La Roumanie en tête, la Hongrie à la traîne
Le destin des 11 pays d'Europe centrale et orientale est marqué à la fois par des succès et des défis. Outre la Pologne, d'autres études de cas se distinguent.
« La Roumanie est un cas particulièrement positif », a déclaré le Dr Maszczyk. « Bien qu'elle n'ait pas enregistré la plus forte croissance du PIB, c'est elle qui a le plus rapidement comblé son retard par rapport à l'UE-15. »
Ici, la clé du succès a été la combinaison de la croissance du PIB et d'évolutions démographiques favorables.
« N'oublions pas qu'un indicateur tel que le PIB par habitant dépend non seulement de la vitesse de croissance du PIB, mais aussi de l'évolution de la population », ajoute l'expert.
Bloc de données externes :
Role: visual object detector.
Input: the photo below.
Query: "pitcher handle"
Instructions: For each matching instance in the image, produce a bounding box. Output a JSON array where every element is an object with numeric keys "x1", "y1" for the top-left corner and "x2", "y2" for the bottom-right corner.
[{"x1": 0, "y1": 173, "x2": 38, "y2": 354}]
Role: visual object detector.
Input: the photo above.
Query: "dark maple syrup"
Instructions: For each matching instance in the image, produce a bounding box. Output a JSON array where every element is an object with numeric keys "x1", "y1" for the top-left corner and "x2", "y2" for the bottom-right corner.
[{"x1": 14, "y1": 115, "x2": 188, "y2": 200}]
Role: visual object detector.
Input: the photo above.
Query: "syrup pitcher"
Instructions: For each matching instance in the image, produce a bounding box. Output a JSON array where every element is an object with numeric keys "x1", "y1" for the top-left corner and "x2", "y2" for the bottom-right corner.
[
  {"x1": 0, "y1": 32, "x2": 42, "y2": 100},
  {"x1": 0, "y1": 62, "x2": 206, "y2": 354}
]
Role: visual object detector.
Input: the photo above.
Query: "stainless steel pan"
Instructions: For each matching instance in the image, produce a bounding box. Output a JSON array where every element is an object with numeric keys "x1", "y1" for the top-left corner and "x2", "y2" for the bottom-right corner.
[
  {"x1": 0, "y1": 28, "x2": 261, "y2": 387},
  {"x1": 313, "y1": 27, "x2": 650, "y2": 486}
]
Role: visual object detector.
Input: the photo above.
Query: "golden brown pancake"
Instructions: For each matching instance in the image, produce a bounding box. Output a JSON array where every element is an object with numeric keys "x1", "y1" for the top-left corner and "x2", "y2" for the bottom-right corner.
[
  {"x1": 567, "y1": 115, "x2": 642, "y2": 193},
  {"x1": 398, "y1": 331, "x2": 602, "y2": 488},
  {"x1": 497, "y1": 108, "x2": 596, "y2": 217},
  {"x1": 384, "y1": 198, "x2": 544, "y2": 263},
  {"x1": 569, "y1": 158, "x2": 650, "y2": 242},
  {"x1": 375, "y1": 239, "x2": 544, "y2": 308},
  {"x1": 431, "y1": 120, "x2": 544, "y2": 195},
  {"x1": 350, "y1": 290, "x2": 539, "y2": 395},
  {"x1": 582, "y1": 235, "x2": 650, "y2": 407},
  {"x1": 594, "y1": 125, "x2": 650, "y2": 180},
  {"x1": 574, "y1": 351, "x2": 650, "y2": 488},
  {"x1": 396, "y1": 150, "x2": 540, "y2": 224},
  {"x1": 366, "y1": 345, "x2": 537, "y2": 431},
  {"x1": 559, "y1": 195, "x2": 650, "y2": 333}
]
La situation est tout autre pour la Hongrie, qui a enregistré un taux de croissance beaucoup plus lent.
« La Hongrie a enregistré un taux de croissance moyen de 2 % sur la période 2004-2024, ce qui est inférieur à la moyenne de l'ensemble du groupe analysé et seulement légèrement supérieur au niveau caractéristique de l'ancienne Union européenne », a expliqué Maszczyk.
Il a déclaré que cette trajectoire plus lente persistera au cours de la prochaine décennie jusqu'en 2035, et que les raisons de cette situation résident dans l'histoire de la transformation de la Hongrie.
« Le pays a connu une transition systémique particulièrement difficile avant d'adhérer à l'UE. Au milieu des années 1990, la Hongrie a connu une profonde récession transformationnelle et un effondrement économique brutal », a déclaré notre interlocuteur.